Hot Under His Collar Page 4
She understood how important this program was to St. Bart’s— and to him. There was no way he was going to let his inconvenient and unwanted feelings for her interfere with saving the preschool.
They could absolutely keep this chaste and professional. They had to. Sasha passed him a sheet of paper with a list of options. “I took the liberty of putting together a list of possible fundraising opportunities. Hannah and I can call on some of our other clients to pitch in, because it would be great PR for them.”
“Helping out small children isn’t satisfying enough?” he asked, knowing that Sasha would give him a look that partially unspooled his intention to maintain forbearance around her from just moments ago.
“I’ll definitely remind them that God is—you know—involved,” she said with a wave of her hand that should not have made him feel anything, but most definitely did. “But they will mostly care how good helping underprivileged children will look next time they have a scandal they need to paper over. It’s a story as old as time.”
Although he didn’t like how cynical and world-weary that sounded, he knew she had a point.
“Tell me about this bake sale idea.” If he couldn’t take a bite out of Sasha, he was interested in getting something else sweet in his mouth—for the benefit of the program, of course.
“Well, it’s just a start, and I don’t think it will get us to twenty-five thousand dollars in one go.” She brushed a strand of hair behind her ear with one finger. “But it will give us a good place to build from.”
CHAPTER FOUR
PATRICK NEEDED TO WALK into the preschool class to see Sasha reading to a group of rapt three- and four-year-olds like he needed a hole in his head.
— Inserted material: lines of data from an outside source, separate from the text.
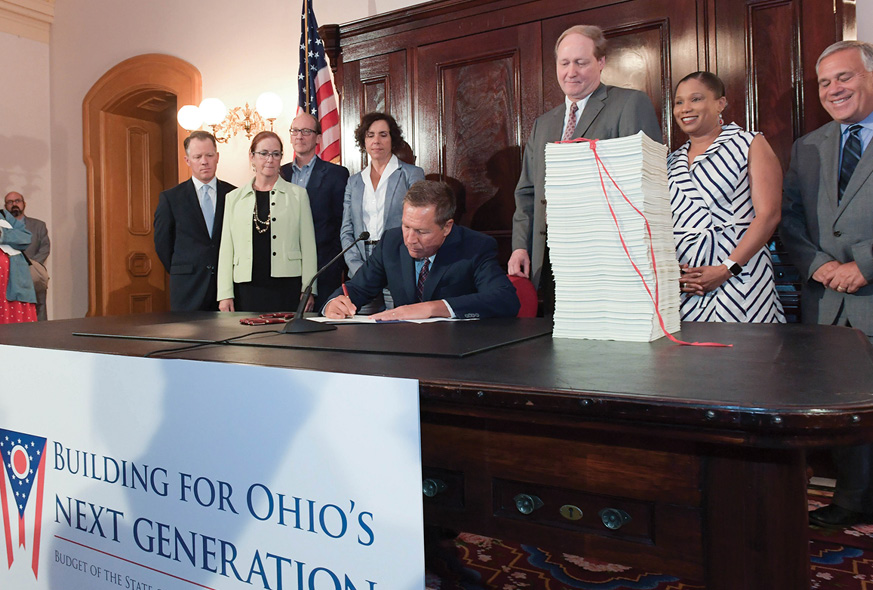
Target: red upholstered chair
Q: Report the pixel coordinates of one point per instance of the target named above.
(527, 296)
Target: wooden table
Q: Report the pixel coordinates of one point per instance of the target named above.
(697, 453)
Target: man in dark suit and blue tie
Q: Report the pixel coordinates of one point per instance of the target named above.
(827, 228)
(432, 267)
(325, 183)
(188, 227)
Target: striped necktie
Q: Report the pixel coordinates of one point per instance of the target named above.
(422, 277)
(571, 122)
(851, 155)
(207, 207)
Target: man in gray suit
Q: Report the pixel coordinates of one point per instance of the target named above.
(827, 228)
(40, 245)
(591, 110)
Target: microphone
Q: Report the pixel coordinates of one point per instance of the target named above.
(298, 325)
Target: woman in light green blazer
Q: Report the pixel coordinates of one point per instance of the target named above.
(267, 252)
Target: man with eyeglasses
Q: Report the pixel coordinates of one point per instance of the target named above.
(325, 183)
(188, 227)
(38, 251)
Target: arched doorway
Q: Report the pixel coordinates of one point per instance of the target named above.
(132, 152)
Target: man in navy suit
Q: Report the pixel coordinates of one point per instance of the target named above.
(326, 184)
(188, 227)
(432, 267)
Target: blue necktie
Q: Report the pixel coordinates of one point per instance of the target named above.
(851, 155)
(207, 207)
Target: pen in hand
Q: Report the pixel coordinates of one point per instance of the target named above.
(346, 293)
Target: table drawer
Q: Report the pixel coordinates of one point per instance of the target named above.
(575, 510)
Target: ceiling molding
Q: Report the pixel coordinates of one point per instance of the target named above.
(27, 18)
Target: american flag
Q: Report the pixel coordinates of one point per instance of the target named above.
(23, 457)
(316, 95)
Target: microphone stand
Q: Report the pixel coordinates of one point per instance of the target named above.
(299, 325)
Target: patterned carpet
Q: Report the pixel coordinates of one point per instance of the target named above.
(839, 560)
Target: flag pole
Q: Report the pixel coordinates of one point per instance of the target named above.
(306, 50)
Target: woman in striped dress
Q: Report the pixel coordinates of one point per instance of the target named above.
(725, 194)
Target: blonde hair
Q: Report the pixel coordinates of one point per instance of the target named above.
(593, 32)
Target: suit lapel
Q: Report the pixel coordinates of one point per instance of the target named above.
(315, 177)
(192, 201)
(223, 189)
(391, 192)
(555, 125)
(830, 164)
(589, 113)
(447, 254)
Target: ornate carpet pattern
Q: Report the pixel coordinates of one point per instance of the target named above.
(840, 560)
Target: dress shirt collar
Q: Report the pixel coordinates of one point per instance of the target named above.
(580, 106)
(213, 184)
(866, 132)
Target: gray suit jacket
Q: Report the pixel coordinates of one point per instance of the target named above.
(353, 209)
(610, 112)
(816, 230)
(40, 246)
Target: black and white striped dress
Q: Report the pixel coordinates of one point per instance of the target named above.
(712, 209)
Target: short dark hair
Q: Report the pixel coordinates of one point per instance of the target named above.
(264, 135)
(367, 122)
(431, 193)
(708, 79)
(202, 136)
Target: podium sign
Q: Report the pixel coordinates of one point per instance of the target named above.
(154, 474)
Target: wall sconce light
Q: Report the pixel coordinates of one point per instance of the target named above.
(226, 124)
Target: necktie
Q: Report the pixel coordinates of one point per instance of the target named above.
(851, 155)
(207, 207)
(571, 122)
(422, 277)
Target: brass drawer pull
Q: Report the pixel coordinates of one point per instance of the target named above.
(431, 487)
(527, 503)
(613, 518)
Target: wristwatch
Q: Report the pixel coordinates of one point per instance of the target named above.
(733, 266)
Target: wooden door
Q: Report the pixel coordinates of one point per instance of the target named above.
(474, 97)
(132, 276)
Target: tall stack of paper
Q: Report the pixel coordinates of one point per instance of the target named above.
(598, 293)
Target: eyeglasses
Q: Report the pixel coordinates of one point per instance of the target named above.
(265, 154)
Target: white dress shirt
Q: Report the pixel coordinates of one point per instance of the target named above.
(374, 198)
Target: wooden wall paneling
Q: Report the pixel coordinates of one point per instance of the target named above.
(470, 118)
(651, 43)
(773, 54)
(378, 83)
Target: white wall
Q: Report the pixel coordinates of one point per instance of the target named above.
(25, 139)
(240, 48)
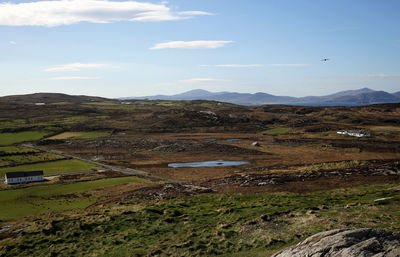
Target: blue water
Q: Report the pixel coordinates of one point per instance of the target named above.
(218, 163)
(233, 139)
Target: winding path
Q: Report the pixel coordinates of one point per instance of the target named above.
(127, 171)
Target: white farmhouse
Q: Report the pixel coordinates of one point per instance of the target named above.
(23, 177)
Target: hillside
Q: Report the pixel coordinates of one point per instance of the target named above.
(363, 96)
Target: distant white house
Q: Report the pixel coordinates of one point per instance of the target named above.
(23, 177)
(353, 133)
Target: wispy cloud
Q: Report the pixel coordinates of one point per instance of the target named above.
(77, 67)
(203, 80)
(66, 12)
(289, 65)
(375, 76)
(256, 65)
(239, 65)
(74, 78)
(200, 44)
(346, 28)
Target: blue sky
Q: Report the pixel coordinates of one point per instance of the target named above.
(136, 48)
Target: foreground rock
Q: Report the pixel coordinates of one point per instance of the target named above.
(346, 243)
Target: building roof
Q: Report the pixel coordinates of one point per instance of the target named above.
(20, 174)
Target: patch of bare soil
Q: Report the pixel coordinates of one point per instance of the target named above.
(379, 172)
(363, 145)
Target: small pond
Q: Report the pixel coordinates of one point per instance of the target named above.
(218, 163)
(233, 139)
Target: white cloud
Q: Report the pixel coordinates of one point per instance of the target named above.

Actually, walking into the classroom and clocking the dimples in her flushed cheeks as she giggled—giggled—at what one of the children said about Arthur the Aardvark made him wish he could step in for a quick lobotomy to drain the scramble his brains became whenever she was near.
He was ready to turn around and leave when she looked up at him. Although he couldn’t avoid her, he wanted to spend as little time with her as possible. At the very least, he needed time to prepare before seeing her. He needed to steel himself against the awareness he felt when he was around her. Her popping in and out of nowhere was a nightmare.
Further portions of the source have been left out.